My other satisfying project yesterday was another healthy revision to my flax-seed muffin recipe. We had to be on the road by 7:45, so this was a great way to start the day (and we took muffins along for a couple of Sweet Teen's friends, who were also helping with VBS).
Take two eggs and about 1 1/4 cup milk from refrigerator, as well as 1 to 1 1/2 cup fresh blueberries.
Wash blueberries and drain in colander over paper towels.
Preheat oven to 400 degrees F.
In large mixing bowl place two cups flour, mixed with 1 tablespoon baking powder and 1/2 teaspoon salt.
To the flour mixture add 1/2 cup ground flax seed (I use Bob's Red Mill and store it in the freezer in a large plastic lidded jar).
Place 1/4 cup to 1/2 cup coconut oil in large measuring cup along with the milk, and heat in microwave at 20% power until room temperature. (Yesterday it was so hot that our cocunut oil was already nearly liquid, but this step was still necessary, because once it meets the cold milk, it will return to solid state.)

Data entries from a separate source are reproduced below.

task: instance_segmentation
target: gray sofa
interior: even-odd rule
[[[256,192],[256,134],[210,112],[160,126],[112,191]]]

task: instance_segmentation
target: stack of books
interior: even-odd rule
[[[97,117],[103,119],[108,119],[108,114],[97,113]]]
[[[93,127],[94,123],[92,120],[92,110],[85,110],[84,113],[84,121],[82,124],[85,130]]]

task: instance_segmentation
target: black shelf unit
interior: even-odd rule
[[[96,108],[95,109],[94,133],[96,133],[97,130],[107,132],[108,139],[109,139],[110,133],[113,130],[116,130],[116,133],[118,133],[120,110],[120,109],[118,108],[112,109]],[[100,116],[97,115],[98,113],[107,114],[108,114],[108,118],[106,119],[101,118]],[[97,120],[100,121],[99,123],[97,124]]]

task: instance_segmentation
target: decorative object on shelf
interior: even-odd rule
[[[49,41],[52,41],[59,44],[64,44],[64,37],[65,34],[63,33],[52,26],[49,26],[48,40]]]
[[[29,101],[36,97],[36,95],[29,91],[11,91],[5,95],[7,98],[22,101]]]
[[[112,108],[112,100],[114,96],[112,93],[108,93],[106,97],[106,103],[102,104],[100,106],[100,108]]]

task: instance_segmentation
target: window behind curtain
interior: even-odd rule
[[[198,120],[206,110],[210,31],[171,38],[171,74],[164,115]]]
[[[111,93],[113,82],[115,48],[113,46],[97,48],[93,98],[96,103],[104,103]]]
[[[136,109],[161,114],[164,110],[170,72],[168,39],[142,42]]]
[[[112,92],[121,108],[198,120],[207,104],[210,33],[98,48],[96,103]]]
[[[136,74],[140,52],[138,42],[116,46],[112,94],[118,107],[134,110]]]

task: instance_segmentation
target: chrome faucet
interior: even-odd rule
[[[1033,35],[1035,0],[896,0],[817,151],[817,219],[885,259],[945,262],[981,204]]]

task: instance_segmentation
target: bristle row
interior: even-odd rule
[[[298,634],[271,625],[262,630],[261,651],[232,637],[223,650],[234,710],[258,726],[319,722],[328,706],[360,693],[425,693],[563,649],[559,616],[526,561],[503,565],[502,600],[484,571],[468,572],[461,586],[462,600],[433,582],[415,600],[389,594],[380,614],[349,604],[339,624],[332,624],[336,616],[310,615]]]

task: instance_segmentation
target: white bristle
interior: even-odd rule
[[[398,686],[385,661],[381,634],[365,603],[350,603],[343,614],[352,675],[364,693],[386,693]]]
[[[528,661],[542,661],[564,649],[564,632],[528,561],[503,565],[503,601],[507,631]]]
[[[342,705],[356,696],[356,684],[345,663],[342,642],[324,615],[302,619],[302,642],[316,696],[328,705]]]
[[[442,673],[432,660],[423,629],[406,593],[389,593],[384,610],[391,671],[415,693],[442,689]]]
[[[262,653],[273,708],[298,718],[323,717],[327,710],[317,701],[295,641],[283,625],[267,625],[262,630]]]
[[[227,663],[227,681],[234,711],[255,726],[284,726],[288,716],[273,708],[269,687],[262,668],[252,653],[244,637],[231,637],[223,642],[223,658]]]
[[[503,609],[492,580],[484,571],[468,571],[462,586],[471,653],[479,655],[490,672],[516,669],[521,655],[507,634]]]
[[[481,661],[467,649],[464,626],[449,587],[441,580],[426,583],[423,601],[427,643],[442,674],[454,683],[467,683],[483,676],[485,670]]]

Add two eggs to the milk coconut oil mixture and whisk together. Add 3 to 4 tablespoons of blue agave syrup and a large splash of pure vanilla and whisk some more. Set aside.
In a small bowl, place the now-much-dryer blueberries along with 3 to 4 tablespoons of cane sugar to coat the blueberries. Set aside.
Add the liquid mixture to the dry mixture and stir with large wooden or plastic spoon just until all dry ingredients are wet. (Do not over-mix because that would excite the gluten in the flour and make the muffins tough.)
Fill 12 muffin cups 1/2 full. (I use muffin trays from DeMarle at Home, so I do nothing to them before adding the muffin batter. If you don't have this type of muffin pan, you may wish to spray the muffin cups or fill them with paper liners and spray the muffin papers.)
[If you have a family member like my Sweet Teen, fill two of the muffin cups completely--because she doesn't like muffins that contain fruit.]
Drop some coated blueberries into each of the half-filled cups, add remaining batter, and then place three or four coated blueberries on top of each filled cup.
Bake at 400 degrees F. for 17 minutes, or until a toothpick inserted in muffin removes clean, except, in this case, for a bit of blueberry juciness. Remove from oven, remembering to turn off the oven because it's going to be a very hot day, and enjoy your muffins with a hot cup of coffee or tea.
Store extras in a ziplock bag--during hot weather like this, I put them in the refrigerator because the berries are so juicy.